Em fevereiro de 2024 editou o álbum de estreia contei e deixei que tu me julgasses, um disco onde mostra a sua posição enquanto criadora total. A produção, construção lirica e identidade visual foram pensadas como um corpo único. O álbum confirmou Capital da Bulgária como uma artista singular e de enorme promessa.
A sua trajetória internacional começou a desenhar-se ainda em 2024, quando foi convidada a abrir os concertos de The Tallest Man On Earth na digressão portuguesa do músico sueco, experiência que reforçou a dimensão universal da sua escrita.
Em janeiro de 2025 apresentou o tema Lisboa no Festival da Canção, ampliando o projeto e aproximando-a de novos públicos. A canção, um retrato intimo sobre a crise habitacional da cidade, tornou-se uma das canções mais relacionáveis e acarinhadas pelo público.
Mais tarde, no mês de calor, lançou o single Morangos, sobre encontrar estabilidade nas pequenas coisas, marcando uma nova fase do projeto. Ainda durante o verão, partilhou ser um dos nomes no cartaz do festival Kalorama, confirmando que o seu repertório conquista e pede para ser ouvido ao vivo.

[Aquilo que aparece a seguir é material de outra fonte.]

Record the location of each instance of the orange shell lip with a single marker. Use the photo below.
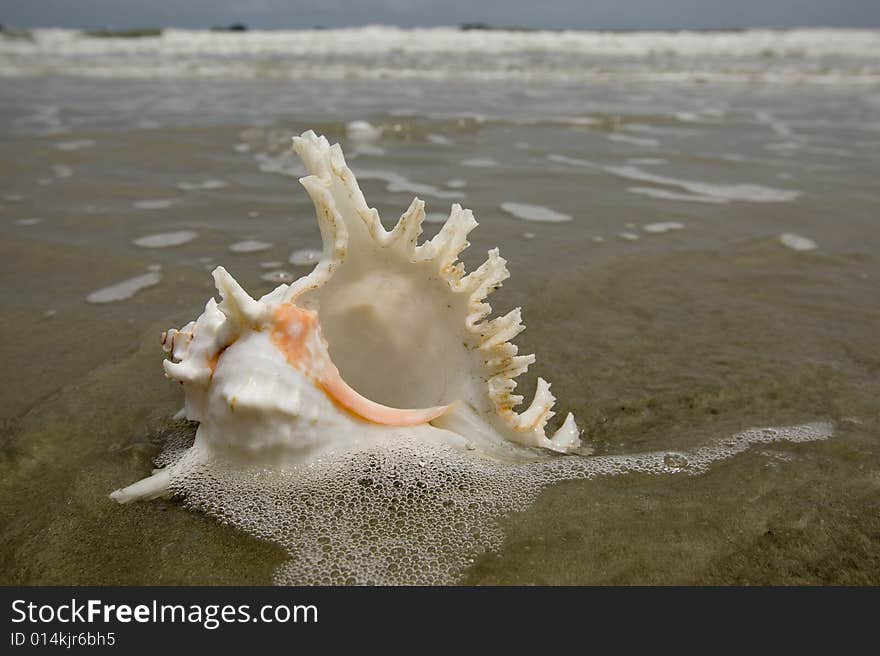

No início de dezembro do mesmo ano, estreou-se em nome próprio no Porto onde deu um concerto para uma casa cheia no Maus Hábitos, afirmando-se definitivamente no circuito de salas nacionais.
Entre a pop alternativa e a estética DIY, Capital da Bulgária escreve canções como quem manda notas de voz para os amigos — cruas, ternas e com humor escondido. Faz música que dói, diverte e fica com a gente.
Em 2026, é certo ser uma das artistas mais autorais, consistentes e relevantes da nova música portuguesa, como vamos poder confirmar no Indie Music Fest.